L'email originel, intitulé "Mars Spectacular" (Mars spectaculaire) concernait le passage de Mars au plus près de la Terre (les fameux 56 millions de kilomètres). Dans ce mail, l'auteur inconnu expliquait que le 27 août (2003) Mars serait l'objet le plus brillant dans le ciel après la Lune, et qu'avec une lunette magnifiant 75 fois elle pourrait paraître aussi grosse que la pleine Lune vue à l'œil nu.
"La plupart des gens ont passé sur les mots 'à un grossissement de 75' et se sont focalisés sur 'Mars paraîtra aussi grosse que la pleine Lune à l'œil nu"", explique Space.com. "Bien entendu, le message est vite devenu viral et a été passé à d'innombrables destinataires qui n'ont pu résister à l'envie de le transmettre à leur carnet d'adresse complet. C'est ainsi que le canular de Mars est né". Et depuis, chaque année en août, le message en question refait surface...
La fausse "seconde lune" de la Terre
Une autre rumeur, beaucoup moins alarmiste celle-là, consiste à dire que l'on a découvert une seconde lune naturelle à la Terre. Il s'agit ici non pas d'une fausse information, mais d'une interprétation biaisée de données scientifiques. Cruithne est un bout de roc de 5 kilomètres de long, dont on n'a déterminé l'orbite exacte qu'en 1997. Le côté original de cet objet est qu'il tourne autour du Soleil tout en restant proche de la Terre. Et c'est justement le point de vue qui est à l'origine des interprétations "lunaires" le concernant.
Vue du Soleil, l'orbite de Cruithne croise celle de la Terre.
L'orbite de Cruithne vue du Soleil
Vu de celle-ci, en revanche, on peut avoir l'impression que l'astéroïde effectue des tours désordonnés autour de nous dans une "orbite en fer à cheval". Cette proximité relative a donc valu à Cruithne son surnom, impropre, de "seconde lune"... alors que la Terre n'a qu'un seul satellite naturel.
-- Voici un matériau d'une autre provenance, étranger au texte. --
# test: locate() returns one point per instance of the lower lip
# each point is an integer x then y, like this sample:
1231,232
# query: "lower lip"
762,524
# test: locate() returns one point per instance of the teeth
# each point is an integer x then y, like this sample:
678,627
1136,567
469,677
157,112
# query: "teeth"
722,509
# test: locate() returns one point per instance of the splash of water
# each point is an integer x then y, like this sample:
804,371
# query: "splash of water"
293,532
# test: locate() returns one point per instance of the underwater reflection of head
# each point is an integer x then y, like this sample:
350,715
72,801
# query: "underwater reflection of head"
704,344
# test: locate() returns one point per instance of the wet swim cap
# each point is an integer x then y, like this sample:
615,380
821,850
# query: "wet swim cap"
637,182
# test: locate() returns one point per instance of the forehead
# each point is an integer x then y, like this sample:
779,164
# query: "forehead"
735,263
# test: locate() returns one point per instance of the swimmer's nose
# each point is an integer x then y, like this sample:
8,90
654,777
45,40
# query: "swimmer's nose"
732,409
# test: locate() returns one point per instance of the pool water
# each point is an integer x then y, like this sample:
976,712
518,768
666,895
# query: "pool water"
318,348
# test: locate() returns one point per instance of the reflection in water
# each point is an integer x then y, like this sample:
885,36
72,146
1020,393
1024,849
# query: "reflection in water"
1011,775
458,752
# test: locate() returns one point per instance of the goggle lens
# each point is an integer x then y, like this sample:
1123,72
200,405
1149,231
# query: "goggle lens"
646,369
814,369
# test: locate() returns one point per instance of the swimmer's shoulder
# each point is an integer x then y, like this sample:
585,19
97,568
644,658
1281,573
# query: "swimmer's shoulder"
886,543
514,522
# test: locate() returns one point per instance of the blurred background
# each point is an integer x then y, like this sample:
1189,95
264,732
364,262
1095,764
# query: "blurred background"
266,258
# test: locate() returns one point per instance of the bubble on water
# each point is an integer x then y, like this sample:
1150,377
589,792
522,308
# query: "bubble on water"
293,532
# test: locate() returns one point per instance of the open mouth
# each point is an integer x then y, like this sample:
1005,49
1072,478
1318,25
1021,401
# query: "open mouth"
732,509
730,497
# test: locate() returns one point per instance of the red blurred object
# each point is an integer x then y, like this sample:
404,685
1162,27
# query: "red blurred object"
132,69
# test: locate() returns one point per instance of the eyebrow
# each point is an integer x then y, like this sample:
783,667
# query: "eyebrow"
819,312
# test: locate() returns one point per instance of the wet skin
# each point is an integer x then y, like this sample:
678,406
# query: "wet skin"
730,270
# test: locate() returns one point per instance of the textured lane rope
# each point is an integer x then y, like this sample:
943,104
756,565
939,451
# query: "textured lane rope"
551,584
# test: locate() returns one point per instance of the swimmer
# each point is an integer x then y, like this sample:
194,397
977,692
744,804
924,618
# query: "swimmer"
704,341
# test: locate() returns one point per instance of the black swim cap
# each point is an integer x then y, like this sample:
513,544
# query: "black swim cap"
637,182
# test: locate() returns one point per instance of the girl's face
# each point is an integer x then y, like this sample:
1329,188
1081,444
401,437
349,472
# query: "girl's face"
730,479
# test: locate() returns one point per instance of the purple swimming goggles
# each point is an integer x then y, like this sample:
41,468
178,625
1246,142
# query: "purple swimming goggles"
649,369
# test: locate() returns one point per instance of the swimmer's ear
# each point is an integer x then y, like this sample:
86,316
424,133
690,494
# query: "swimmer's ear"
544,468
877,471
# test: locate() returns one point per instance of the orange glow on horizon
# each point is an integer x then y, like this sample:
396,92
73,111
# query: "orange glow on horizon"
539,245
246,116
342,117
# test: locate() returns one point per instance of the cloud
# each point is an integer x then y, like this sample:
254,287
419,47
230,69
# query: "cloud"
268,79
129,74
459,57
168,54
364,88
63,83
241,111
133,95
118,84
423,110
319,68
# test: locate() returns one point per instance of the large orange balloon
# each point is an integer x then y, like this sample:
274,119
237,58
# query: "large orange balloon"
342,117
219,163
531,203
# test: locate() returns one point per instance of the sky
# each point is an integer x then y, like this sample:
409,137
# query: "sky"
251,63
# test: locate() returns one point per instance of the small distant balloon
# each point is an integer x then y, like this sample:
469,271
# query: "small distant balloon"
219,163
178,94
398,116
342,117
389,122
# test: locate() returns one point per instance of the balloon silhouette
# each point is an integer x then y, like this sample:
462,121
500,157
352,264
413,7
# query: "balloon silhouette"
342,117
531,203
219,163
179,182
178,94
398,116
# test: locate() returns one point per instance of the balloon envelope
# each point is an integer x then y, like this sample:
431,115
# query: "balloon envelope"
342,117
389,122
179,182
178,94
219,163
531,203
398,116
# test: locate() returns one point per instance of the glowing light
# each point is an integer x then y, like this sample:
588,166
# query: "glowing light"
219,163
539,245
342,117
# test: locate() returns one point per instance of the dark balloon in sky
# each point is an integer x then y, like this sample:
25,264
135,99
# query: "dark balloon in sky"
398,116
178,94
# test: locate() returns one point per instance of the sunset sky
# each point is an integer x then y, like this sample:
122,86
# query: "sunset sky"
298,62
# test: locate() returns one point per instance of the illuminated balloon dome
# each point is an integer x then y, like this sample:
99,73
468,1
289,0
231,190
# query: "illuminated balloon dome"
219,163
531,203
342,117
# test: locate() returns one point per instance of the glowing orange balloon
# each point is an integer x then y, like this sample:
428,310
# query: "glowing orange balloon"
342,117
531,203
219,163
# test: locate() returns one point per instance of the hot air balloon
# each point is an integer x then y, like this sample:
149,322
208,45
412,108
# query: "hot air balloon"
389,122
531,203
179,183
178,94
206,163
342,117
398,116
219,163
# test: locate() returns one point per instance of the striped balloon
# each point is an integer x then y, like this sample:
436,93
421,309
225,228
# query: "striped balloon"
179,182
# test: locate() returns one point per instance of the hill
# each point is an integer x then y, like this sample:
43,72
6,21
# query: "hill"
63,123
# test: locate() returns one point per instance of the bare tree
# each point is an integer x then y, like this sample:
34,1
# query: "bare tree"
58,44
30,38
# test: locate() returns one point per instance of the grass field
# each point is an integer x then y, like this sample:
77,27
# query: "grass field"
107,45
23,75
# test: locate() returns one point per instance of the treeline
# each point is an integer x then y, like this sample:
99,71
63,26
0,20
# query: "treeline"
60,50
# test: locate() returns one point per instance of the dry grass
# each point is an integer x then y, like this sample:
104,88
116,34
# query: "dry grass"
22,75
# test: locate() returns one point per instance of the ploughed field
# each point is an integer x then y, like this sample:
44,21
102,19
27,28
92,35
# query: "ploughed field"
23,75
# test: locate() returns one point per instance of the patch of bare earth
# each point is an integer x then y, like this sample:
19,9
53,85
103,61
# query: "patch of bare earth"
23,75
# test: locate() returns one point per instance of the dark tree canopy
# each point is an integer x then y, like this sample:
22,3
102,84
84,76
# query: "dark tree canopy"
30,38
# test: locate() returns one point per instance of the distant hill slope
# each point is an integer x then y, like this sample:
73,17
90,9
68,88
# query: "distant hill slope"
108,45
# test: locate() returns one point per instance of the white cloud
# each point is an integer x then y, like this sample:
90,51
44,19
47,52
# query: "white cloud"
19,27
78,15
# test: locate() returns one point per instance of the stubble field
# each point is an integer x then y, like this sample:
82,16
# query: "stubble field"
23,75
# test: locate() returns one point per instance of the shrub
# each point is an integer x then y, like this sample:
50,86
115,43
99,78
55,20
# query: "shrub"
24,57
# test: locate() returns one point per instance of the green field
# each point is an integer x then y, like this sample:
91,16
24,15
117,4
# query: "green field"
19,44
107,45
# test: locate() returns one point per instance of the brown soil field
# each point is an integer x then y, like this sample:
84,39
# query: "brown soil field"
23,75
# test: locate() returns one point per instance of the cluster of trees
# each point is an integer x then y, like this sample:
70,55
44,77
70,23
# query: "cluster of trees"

L'orbite de Cruithne vue de la Terre
Gare aux informations un peu trop spectaculaires
De la fin du monde inscrite dans le calendrier maya aux lapins sur Mars en passant par le grand frisson de tous les blocs de rocher censés s'écraser sur nos têtes, internet est le grand amplificateur des rumeurs, théories fumeuses et autres désinformations.
Les astéroïdes ne sont pourtant pas un danger à négliger, comme le rappellent les initiateurs du projet "asteroid day". Il est cependant possible de ne pas tomber dans ces pièges, en creusant un peu et en décodant le langage employé par les scientifiques. Par exemple, lorsque les astronomes parlent de passages "près de la Terre", leur notion de proximité n'a rien à voir avec un danger potentiel... il peut très bien s'agir d'un astéroïde qui croise paisiblement à plusieurs fois la distance Terre-Lune.
Le mieux, pour ce qui concerne les "géocroiseurs" (astéroïdes dont l'orbite croise celle de la Terre) est d'aller chercher des informations sur les sites de référence, comme celui de la NASA ou encore le Minor Planet Center de l'union astronomique internationale. Et en général, pour toute information un peu trop spectaculaire, de vérifier sur des sites universitaires et scientifiques qui étudient le domaine concerné.